Photo backup made easy: Back up your photos like a pro

Do you really need backups for your backup? We’ll show you how to incorporate Dropbox into the 3-2-1 rule so your photos stay safe.

May 14, 2021
A desktop displaying landscape photos

Professional photographers know how important it is to have a backup of their work. Imagine uploading days’ worth of shoots off your camera only to have them disappear due to a hard drive crash. That’s why pros know that one backup may not even be enough. Do you have a fail-safe for your fail-safe? Here’s how to disaster-proof your backup strategy—so your work stays safe.

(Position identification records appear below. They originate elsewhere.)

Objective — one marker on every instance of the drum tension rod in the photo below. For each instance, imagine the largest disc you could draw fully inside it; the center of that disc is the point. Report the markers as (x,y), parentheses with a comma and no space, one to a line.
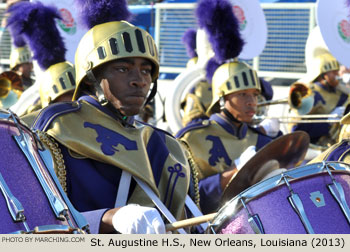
(297,205)
(13,204)
(254,220)
(337,192)
(56,203)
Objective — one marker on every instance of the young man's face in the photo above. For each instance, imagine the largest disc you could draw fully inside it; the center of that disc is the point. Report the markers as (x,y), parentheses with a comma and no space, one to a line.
(331,78)
(26,69)
(129,81)
(242,104)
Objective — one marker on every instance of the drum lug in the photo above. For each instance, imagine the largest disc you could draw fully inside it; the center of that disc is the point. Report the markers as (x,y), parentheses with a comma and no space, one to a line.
(337,192)
(57,205)
(254,220)
(298,207)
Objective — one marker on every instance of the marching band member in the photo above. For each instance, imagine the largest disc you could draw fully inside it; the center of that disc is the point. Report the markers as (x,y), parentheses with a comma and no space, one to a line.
(217,144)
(108,156)
(327,99)
(199,98)
(57,82)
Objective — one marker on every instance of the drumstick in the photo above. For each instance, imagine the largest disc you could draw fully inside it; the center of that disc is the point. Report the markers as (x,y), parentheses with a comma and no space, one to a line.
(189,222)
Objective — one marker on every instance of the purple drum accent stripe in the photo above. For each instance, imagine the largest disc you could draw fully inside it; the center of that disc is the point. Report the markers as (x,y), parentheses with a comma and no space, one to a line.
(278,217)
(24,185)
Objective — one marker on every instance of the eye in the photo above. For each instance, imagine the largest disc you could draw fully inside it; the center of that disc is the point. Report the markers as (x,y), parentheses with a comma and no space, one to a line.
(147,71)
(121,69)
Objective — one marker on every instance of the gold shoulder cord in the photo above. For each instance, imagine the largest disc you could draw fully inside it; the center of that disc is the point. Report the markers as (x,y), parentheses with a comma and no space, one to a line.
(194,172)
(59,167)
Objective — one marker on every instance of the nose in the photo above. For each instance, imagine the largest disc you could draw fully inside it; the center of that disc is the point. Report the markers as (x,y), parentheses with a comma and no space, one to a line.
(137,79)
(252,100)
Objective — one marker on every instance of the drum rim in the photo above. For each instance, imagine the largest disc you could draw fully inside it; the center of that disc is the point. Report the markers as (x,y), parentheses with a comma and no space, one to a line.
(265,185)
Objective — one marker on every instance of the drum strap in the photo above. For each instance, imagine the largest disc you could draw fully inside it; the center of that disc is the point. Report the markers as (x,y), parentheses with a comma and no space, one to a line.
(122,195)
(123,189)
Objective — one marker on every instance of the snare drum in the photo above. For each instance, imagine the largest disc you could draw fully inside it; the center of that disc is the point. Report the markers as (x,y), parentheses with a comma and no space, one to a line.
(310,199)
(31,198)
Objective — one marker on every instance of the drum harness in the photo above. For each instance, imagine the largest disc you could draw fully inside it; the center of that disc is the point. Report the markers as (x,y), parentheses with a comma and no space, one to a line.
(59,207)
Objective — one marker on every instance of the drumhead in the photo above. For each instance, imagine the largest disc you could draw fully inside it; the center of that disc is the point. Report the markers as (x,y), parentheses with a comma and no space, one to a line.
(232,207)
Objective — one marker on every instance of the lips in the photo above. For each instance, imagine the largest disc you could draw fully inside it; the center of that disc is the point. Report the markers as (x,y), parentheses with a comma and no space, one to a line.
(251,113)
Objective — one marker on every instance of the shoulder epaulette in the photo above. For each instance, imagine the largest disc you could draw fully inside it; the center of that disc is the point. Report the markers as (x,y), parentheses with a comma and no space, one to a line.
(48,114)
(189,127)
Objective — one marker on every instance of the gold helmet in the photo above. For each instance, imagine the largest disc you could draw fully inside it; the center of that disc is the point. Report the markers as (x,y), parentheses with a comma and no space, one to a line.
(57,80)
(19,56)
(229,78)
(192,62)
(111,41)
(321,64)
(5,87)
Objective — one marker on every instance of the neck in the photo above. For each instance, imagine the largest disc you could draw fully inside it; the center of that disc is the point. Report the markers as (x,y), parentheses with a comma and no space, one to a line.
(229,116)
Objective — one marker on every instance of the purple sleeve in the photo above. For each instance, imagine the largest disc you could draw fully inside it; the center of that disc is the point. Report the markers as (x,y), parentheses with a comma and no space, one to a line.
(210,193)
(94,219)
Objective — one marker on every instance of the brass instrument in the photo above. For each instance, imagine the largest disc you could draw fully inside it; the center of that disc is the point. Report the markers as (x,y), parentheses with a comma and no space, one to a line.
(11,88)
(300,98)
(321,118)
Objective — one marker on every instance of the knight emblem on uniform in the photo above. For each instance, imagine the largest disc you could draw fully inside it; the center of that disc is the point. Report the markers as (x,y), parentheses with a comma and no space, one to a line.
(110,139)
(217,151)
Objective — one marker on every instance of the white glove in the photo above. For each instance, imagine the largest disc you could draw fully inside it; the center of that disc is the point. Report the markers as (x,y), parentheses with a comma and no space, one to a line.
(135,219)
(245,157)
(338,111)
(271,126)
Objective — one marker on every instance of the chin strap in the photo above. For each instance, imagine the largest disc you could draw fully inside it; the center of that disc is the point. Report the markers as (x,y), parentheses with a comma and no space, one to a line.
(153,92)
(104,102)
(99,92)
(230,116)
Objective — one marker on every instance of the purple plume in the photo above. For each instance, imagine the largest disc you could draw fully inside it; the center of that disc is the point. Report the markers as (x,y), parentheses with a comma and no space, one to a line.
(222,27)
(189,40)
(17,39)
(94,12)
(36,23)
(210,68)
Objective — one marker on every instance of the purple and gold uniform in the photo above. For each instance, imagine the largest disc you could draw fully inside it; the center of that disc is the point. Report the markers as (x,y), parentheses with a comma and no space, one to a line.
(196,103)
(215,144)
(96,147)
(326,99)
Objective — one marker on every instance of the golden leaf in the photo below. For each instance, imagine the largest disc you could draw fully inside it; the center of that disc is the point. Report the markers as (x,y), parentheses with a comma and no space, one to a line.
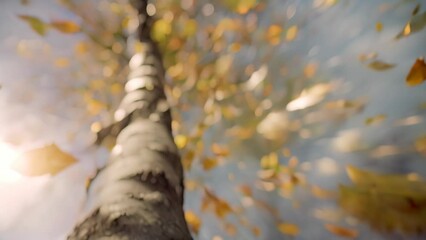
(65,26)
(420,145)
(209,163)
(380,65)
(273,34)
(221,151)
(193,221)
(375,119)
(417,74)
(341,231)
(291,33)
(379,26)
(35,23)
(48,159)
(388,202)
(181,141)
(288,228)
(61,62)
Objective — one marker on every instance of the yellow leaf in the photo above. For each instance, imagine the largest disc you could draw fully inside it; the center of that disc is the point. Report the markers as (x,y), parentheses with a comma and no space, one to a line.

One tried and true way to backup photos is the 3-2-1 rule, a revered strategy for creating multiple backups of data that involves having three copies of data stored on two different types of media and one copy that’s off-site. Here’s what the 3-2-1 rule looks like for a professional photographer:

Store photos on your computer

It’s probably second nature to get back from a photo shoot and immediately plug your camera, memory card, or iOS or Android device into your Mac or PC to access and save your new pics. Not only is this a good way to take a closer look at your shots, but it also gets you into the habit of immediately backing up your photos. Dropbox Rewind is another way to protect your files against accidental edits and deletion. Rewind lets you restore your deleted files and access version history for at least 30 days. 

Use camera uploads to backup photos in Dropbox

One way to get your pics uploaded fast is by using camera uploads, which will automatically add photos from your phone, camera, or SD card right to Dropbox. When you enable camera uploads, your device or card will automatically upload your camera roll every time it’s connected to that computer. Your pics will be safely stored in your Camera Uploads folder in your Dropbox account and accessible on any device. Since your photos will be stored in the cloud, this counts as your off-site/cloud storage.

Save photos on a USB drive

For your third copy of your photos, use a USB drive. Once your photos are on your computer hard drive, it’ll be easy to drag them to a USB drive. Make sure you get one that has enough storage space to meet your needs. 

Bonus points if you use an external hard drive or flash drive that’s stored off-site. You can keep your portable drive at your office or studio, at a friend’s house, or in a safe deposit box. If storing your drive in an office or a friend’s house, invest in a fire-proof safe in case of a disaster. Be sure to replace external hard drives every few years because of bit rot, the slow deterioration of data on storage media.

Your photos are professional, so your backup routine should be too. If you follow the guidelines we’ve outlined here, you’ll have three different copies (your computer hard drive, Dropbox, and a USB drive), on two different types of media (your computer and USB), with one stored off-site (Dropbox).

We’re glad to be a part of an important backup strategy that keeps your work safe and helps you get peace of mind.